Entertainment

'Captain Marvel' Draped a U.N. Flag Over An Alien Refugee

Marvel Comics

Carol Danvers’s Captain Marvel is still reeling a little bit after the events of Civil War II, but that’s not stopping her and her Alpha Flight team from protecting those in need in Marvel’s new Mighty Captain Marvel series.

This post contains spoilers for Mighty Captain Marvel #1.

The first issue of Captain Marvel’s new series shows that Carol Danvers is taking the president’s promise of unlimited resources after Civil War II to the fullest extent. With the Alpha Flight team at her back, Carol is saving the world once again.

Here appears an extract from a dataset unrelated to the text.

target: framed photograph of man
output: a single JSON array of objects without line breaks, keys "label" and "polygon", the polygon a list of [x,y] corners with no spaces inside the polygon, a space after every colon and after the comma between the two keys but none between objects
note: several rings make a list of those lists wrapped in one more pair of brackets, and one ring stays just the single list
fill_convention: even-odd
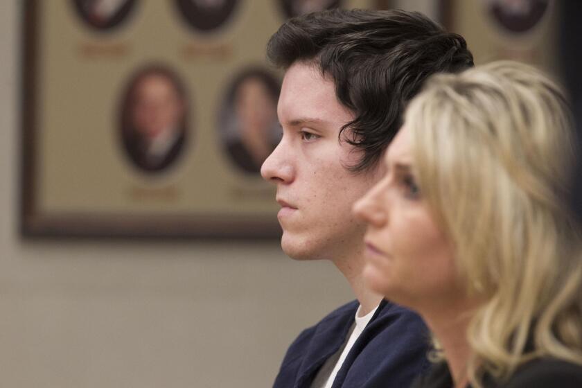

Alpha Flight’s base circles above Earth, now funded by a trashy TV show about Captain Marvel, the most popular and well-known hero in the world. Carol isn’t too happy about said TV show (“Cap’n Marvel”), which has her character making out with “Hero Man” in the middle of a fight. It’s the exact kind of thing that makes Carol’s skin crawl, but, luckily, she gets called away on assignment by the president just in time.

The president’s call brings Captain Marvel to an Eastern European refugee camp for aliens (literal, off-planet aliens) in search of a kidnapped, blue-skinned Kree child. Upon arrival, she discovers that the kidnapper has phyharmed several of the refugees. Her immediate response is to grab the United Nations flag and drape it over the shoulders of one of the older aliens in an act of heavy handed symbolism.

The shape-shifting kidnapper throws the child into an escape pod (supposedly to take her somewhere for some mysterious purpose) but is stopped by Captain Marvel at the last second. She takes the child to Alpha Flight’s space station to keep it safe and figure out where to go from there. The child’s name is soon revealed to be “Hala,” but Carol decides to call her “Bean.”

There’s some cute interaction with a few of the Alpha Flight team members, but things quickly go south when Captain Marvel has to meet with the Alpha Flight Low-Orbit Space Station Board — which includes Captain America and Black Panther — to discuss funding. And it all comes back to what Black Panther calls “that unfortunate show,” much to Carol’s ire.

The final page of the issue shows the former kidnapper standing outside an alien refugee camp in Prague and taking on the form of Captain Marvel with its shape-shifting powers. It looks like there will be hell to pay in the near future for Carol as she deals with the aftermath of this mysterious villain.

Mighty Captain Marvel #1 is now available.